Europe starts manufacturing the first set of ITER Divertor Cassettes

European real-size prototype of ITER Divertor Cassette manufactured by Walter Tosto © Walter Tosto

From the dusk of prototyping to the dawn of manufacturing. Europe is beginning a new chapter in the field of ITER In-Vessel components with the signature of two deals for the production of 19 cassette bodies out of the 58 (54 + 4 spare) which must be delivered. F4E has signed one contract with Walter Tosto and another contract the CNIM-SIMIC consortium. The works are expected to last approximately five years and once completed, the equipment will be handed over to ITER Organization to assemble the rest of the components (the outer-vertical target, the dome and the inner-vertical target). In line with F4E’s phased-production approach, the remaining 39 cassette bodies will be manufactured at later stage. Remember these pieces of equipment are not required for ITER’s first plasma hence, the calendar applying to them is a bit different.

The ITER Divertor, consisting of 54 cassettes, covers the lower part of the machine. It is one of components that will experience part of the high plasma temperature. It is estimated that the highest heat deposition on the surface of the cassette could be in the range of 20MW/m2. The plasma impurities will be diverted to fall on this massive “ashtray” covering an area of 142m2. Each ITER Divertor Cassette measures 0.8 x 2.3 x 3.5 m and weighs roughly 8 t with all components installed.

Meticulous manufacturing and an eye for detail are necessary for the fabrication of the ITER Divertor Cassette. “Extreme precision in machining, expertise in welding and inspection are indispensable. The tolerances to be achieved in some of its features are in the scale of 0.1 mm,” explains Laurent Guerrini, F4E’s Technical Project Officer who has been following the manufacturing of the prototypes delivered by Walter Tosto and the CNIM-SIMIC consortium. 
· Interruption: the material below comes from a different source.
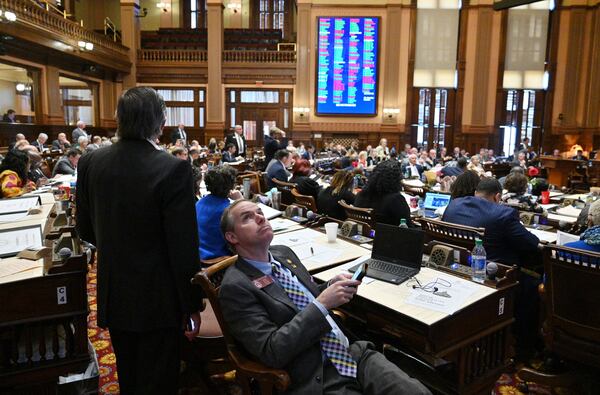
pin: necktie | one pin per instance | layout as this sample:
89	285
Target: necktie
335	350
European real-size prototype of ITER Divertor Cassette manufactured by CNIM-SIMIC © CNIM

It all started in 2012 with the signature of a procurement arrangement with ITER International Organization. Then, F4E conducted a market survey, identified the technologies required for the fabrication of this component, and one year later launched a call for the production of the first real-size prototypes. The race started with three bids offering the best set skills matching value for money. Two of them carried on until the finish line: Walter Tosto, and the CNIM-SIMIC consortium.

Patrick Lorenzetto, F4E’s Head of In-Vessel Project Team, confirms that “this is the outcome of the very good collaboration between various teams in F4E, ITER Organization and the companies involved. The signature of the two contracts shows that Europe is now ready to proceed with the manufacturing of the first series of the ITER Divertor’s Cassette body.”